The school’s primary six class joined sculptor Robert Coia to help carve and design the Commonwealth legacy sculpture.
Weighing almost three tonnes and standing more than three metres tall, the giant panda — which was skilfully carved from recycled oak timber — was unveiled yesterday to a crowd of parents, teachers and councillors.
It’s one of the 11 being installed as part of the council’s legacy initiative which centres on twinning schools and parks in the city with Commonwealth countries.
The panda is the latest sculpture in a city park, following a life-size elephant in Pollok Country Park, and the Mackintosh-themed rose in Bellahouston Park.
Queen’s Park is twinned with Asia and pupils from Langside primary have been finding out about the country, its habitat and other endangered wildlife. Examples of some of these species, chosen by the pupils, have been carved into stepping stones which surround the base of the main sculpture.
The giant panda sculpture is depicted climbing in the fork of a tree. It also features a bronze resin copper colour Glasgow 2014 Commonwealth Legacy logo.
Councillor Archie Graham, executive member for the Commonwealth Games at Glasgow city council, said: “These are remarkable pieces of work and an example of the unique talent our city has.
“It’s hard to believe this amazing feature was hand-made. Robert is an exceptionally talented individual and brings his sculptures to life.
“The pupils have also done a fantastic job. ”

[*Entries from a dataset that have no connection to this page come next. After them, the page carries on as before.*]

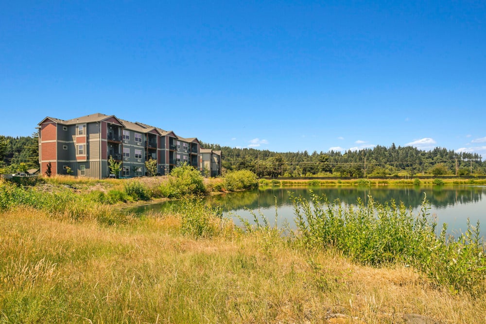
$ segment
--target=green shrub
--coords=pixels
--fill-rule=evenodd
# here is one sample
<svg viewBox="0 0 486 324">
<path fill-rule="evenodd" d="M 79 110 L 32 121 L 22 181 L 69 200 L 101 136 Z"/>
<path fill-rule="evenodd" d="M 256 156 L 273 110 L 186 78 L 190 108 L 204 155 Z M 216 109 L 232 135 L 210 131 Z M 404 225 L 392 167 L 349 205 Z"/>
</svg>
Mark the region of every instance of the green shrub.
<svg viewBox="0 0 486 324">
<path fill-rule="evenodd" d="M 369 187 L 371 185 L 371 183 L 367 179 L 358 179 L 355 183 L 358 186 L 365 186 Z"/>
<path fill-rule="evenodd" d="M 434 179 L 434 181 L 432 181 L 432 183 L 434 186 L 443 186 L 444 185 L 444 180 L 442 179 Z"/>
<path fill-rule="evenodd" d="M 149 200 L 148 189 L 138 181 L 129 181 L 125 184 L 125 192 L 134 200 Z"/>
<path fill-rule="evenodd" d="M 228 172 L 225 176 L 225 187 L 231 191 L 256 188 L 258 187 L 257 175 L 248 170 Z"/>
<path fill-rule="evenodd" d="M 317 187 L 320 184 L 320 182 L 318 180 L 312 180 L 307 183 L 307 185 L 310 187 Z"/>
<path fill-rule="evenodd" d="M 199 171 L 185 163 L 172 170 L 168 183 L 161 186 L 161 192 L 171 198 L 204 194 L 206 190 L 203 179 Z"/>
<path fill-rule="evenodd" d="M 117 189 L 112 189 L 106 193 L 106 202 L 108 204 L 116 204 L 120 202 L 126 203 L 128 200 L 126 193 Z"/>
<path fill-rule="evenodd" d="M 181 201 L 177 214 L 183 234 L 194 238 L 210 238 L 221 229 L 221 211 L 205 205 L 201 198 L 186 196 Z"/>
<path fill-rule="evenodd" d="M 486 251 L 479 223 L 468 222 L 466 234 L 455 239 L 446 235 L 447 225 L 436 234 L 437 223 L 429 218 L 425 198 L 417 216 L 402 203 L 377 204 L 371 197 L 367 204 L 358 199 L 357 207 L 315 195 L 310 201 L 300 196 L 292 200 L 298 234 L 291 234 L 304 246 L 335 248 L 356 262 L 375 266 L 405 263 L 451 291 L 485 292 Z"/>
</svg>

Head teacher Christine Wilson told The Extra: “The children loved the opportunity to work with an artist and they should be very proud of themselves. They worked hard during a number of afternoons and it is great to see the final result.”
Abby McPherson (10) added: “I wasn’t expecting the sculpture to be that big, it is great that our work is displayed in our park and I can see it every time I visit.”